We drove to the store, and I bought chocolate milk.
Verb tense errors are easy to spot when they’re within the same sentence (like the example above). They can be trickier when you’re telling a story and get lost in the tense. For example:
When I was a kid, my mom and I went to the grocery store every Sunday. We would drive to the store, and I bought chocolate milk.
This reads a bit more clearly:
“When I was a kid, my mom and I would go to the grocery store every Sunday. We would drive to the store, and I would buy chocolate milk.”
4. Faulty parallelism
Faulty parallelism is also called parallel structure error or sentence structure error. Whatever you want to call it, it’s when items in a list take on different grammatical forms. For example:
My evening routine includes a shower, watching TV, and dinner.

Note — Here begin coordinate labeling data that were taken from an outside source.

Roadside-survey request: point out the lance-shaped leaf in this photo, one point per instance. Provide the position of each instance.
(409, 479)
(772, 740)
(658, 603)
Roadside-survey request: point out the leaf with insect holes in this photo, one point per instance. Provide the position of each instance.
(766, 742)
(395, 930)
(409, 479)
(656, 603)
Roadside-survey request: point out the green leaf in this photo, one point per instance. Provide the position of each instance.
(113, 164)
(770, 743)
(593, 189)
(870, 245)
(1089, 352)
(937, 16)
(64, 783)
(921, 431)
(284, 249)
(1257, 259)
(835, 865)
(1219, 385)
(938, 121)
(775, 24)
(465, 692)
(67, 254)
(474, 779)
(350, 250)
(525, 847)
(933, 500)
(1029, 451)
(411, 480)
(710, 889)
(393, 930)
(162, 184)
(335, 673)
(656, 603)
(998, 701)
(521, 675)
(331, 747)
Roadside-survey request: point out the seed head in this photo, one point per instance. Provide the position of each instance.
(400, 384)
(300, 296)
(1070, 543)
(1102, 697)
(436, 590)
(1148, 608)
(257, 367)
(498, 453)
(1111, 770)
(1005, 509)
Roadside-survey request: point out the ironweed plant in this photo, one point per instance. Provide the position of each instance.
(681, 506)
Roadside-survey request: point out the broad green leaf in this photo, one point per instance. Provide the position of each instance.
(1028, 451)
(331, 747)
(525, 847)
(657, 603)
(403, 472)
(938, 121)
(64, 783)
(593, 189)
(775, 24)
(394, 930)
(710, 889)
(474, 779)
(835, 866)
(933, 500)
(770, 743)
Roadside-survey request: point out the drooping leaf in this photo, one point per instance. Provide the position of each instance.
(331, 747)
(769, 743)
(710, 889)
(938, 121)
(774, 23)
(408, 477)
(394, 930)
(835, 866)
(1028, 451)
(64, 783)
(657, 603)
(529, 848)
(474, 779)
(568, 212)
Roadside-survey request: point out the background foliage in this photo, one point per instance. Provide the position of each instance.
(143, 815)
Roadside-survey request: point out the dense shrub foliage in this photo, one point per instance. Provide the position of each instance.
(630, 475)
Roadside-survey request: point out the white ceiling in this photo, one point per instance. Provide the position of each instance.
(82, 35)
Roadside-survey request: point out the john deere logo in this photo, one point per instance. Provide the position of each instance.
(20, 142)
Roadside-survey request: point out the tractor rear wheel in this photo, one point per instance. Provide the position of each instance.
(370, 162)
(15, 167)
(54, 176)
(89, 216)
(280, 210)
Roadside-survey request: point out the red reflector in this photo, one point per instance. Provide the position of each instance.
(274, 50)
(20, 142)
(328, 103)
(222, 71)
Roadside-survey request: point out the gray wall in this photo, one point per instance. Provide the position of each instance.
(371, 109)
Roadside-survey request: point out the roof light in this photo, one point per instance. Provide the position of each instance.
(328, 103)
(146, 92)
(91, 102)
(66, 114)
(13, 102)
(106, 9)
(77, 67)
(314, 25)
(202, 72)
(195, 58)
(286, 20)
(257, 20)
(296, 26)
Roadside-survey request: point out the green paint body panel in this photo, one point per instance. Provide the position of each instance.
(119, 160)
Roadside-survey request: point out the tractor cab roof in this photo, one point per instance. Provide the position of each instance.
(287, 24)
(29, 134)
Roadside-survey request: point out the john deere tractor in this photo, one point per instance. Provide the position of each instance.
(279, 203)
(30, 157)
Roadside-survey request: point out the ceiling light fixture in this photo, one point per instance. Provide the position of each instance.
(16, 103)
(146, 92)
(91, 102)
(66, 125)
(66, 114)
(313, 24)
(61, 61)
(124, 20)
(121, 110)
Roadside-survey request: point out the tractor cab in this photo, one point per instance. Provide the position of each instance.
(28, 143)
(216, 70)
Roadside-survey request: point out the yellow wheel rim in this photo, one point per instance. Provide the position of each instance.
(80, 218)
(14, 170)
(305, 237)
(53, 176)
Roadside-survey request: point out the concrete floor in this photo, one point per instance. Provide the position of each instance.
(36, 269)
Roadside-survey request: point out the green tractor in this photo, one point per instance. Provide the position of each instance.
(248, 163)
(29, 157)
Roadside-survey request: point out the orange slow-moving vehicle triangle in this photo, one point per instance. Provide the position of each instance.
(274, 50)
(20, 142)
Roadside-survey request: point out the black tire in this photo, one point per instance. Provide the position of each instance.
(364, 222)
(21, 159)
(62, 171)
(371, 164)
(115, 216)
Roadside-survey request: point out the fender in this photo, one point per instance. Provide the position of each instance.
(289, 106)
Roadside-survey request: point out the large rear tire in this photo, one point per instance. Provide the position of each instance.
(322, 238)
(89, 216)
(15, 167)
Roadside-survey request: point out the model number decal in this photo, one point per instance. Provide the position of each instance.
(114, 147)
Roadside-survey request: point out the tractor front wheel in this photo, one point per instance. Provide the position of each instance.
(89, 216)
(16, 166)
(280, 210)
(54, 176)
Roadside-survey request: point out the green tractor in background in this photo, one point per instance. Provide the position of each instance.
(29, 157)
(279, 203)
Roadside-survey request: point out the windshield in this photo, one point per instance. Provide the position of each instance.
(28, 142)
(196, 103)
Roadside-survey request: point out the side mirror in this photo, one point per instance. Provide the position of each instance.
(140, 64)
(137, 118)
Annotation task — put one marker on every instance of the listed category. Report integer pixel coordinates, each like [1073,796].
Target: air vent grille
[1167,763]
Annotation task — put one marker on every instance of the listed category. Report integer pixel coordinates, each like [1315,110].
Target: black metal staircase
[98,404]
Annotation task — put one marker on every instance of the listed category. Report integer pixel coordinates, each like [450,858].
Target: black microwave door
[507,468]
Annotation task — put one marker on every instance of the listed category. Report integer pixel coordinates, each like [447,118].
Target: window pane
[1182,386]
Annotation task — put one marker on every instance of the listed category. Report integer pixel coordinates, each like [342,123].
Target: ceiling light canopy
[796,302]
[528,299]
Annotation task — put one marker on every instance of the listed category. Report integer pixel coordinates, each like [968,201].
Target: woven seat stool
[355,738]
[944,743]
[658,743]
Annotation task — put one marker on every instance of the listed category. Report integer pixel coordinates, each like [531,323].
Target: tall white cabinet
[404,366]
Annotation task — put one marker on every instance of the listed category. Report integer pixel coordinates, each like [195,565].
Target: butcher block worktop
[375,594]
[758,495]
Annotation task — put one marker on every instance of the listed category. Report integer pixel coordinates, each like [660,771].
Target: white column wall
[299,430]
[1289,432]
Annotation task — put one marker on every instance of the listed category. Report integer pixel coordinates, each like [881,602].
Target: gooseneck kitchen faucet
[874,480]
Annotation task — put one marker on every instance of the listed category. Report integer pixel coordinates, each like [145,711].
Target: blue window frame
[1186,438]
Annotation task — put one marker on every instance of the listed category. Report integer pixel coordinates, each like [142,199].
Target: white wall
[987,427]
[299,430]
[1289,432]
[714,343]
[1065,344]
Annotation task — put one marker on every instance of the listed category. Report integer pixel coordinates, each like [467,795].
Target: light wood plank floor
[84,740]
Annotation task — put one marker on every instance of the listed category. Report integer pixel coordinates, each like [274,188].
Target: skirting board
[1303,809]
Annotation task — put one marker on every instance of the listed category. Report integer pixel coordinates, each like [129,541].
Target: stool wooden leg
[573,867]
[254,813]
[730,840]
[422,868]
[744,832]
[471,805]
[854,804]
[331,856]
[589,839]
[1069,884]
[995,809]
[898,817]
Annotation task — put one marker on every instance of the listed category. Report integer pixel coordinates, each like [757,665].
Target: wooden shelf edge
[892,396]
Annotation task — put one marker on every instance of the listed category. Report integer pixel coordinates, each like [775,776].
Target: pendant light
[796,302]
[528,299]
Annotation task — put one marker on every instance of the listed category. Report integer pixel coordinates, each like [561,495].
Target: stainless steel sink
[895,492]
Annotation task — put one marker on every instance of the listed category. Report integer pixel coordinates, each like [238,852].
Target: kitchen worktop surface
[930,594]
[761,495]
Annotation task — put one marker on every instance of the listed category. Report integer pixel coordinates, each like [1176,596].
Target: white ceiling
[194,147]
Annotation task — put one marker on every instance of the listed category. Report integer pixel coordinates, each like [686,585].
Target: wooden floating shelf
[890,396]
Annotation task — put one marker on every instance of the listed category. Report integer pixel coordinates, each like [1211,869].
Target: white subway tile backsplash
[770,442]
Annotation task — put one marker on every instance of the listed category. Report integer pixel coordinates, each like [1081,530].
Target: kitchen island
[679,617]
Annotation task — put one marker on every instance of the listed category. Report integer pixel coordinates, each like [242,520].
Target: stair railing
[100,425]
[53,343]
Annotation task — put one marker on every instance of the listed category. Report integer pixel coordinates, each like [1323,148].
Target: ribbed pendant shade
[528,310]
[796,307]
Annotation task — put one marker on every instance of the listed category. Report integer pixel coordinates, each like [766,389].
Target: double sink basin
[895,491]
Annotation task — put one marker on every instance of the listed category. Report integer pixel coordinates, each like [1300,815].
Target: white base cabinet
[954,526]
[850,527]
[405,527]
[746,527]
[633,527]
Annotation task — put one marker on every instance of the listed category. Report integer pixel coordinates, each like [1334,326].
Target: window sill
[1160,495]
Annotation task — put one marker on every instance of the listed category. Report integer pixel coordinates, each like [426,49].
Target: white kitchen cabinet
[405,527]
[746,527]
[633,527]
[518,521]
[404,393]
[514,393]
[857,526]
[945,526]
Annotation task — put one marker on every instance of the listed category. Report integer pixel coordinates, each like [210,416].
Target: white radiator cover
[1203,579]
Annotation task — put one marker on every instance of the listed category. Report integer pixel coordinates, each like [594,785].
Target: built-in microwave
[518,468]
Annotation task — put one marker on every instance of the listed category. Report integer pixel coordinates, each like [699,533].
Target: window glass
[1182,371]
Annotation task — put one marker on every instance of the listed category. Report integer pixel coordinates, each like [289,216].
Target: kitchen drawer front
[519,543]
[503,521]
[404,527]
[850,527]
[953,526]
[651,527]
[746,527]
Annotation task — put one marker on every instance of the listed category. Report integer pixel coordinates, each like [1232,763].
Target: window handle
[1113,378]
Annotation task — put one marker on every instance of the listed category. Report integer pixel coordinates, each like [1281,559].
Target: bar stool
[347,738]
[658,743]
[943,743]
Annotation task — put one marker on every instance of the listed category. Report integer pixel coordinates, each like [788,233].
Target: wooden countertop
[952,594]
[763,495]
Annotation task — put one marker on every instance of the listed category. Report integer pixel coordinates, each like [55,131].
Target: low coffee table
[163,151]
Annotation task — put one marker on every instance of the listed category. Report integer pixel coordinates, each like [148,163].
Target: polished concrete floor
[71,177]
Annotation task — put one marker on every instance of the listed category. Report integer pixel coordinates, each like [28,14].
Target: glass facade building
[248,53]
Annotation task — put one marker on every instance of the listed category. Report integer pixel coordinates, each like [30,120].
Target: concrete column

In this sentence, shower and dinner are nouns, while “watching TV” is a verb. When you list items in a sentence, make sure they’re all the same form:
My evening routine includes taking a shower, watching TV, and eating dinner.
My evening routine includes a shower, TV, and dinner.
With each item on the list in a similar grammatical form, the sentence is much easier to read.
5. Passive voice
Passive voice can be a controversial common grammar mistake because, in some cases, it isn’t a grammar error at all. Sometimes passive voice makes sense! But in many cases, it can slow down or weaken your writing.
With passive voice, the subject of a sentence is in the wrong spot – it receives the action of a verb. It’s kind of hard to explain, so perhaps the best way is through an example:
The ball was kicked by Todd. (passive) VS. Todd kicked the ball. (active)
The report will be written by one of us. (passive) VS. One of us will write the report. (active)
You can see how the active version is much more direct and concise. If your sentence is hard to read, there’s a good chance you’ve written it in passive voice. That said, passive voice can come in handy, too. It’s useful when you intend to create distance between the subject and the verb – when you want to be polite, for example:
The soup was left out overnight, and now it’s spoiled.
This sounds a lot less accusatory than, “You left out the soup overnight, and now it’s spoiled.”
Here’s an explanation of three instances in which passive voice is the better choice: when the subject is unknown, irrelevant, or obvious; when the subject is less important than the action; and when the recipient is the main topic.
Passive voice is a good example of how good writing sometimes breaks the rules. But in order to break those rules, you first have to learn them. Grammar is rich, complex, and – let’s be honest – often really confusing. You’ll probably never learn every single rule. A basic grasp of some of the most common grammar errors, however, will go a long way toward improving your writing.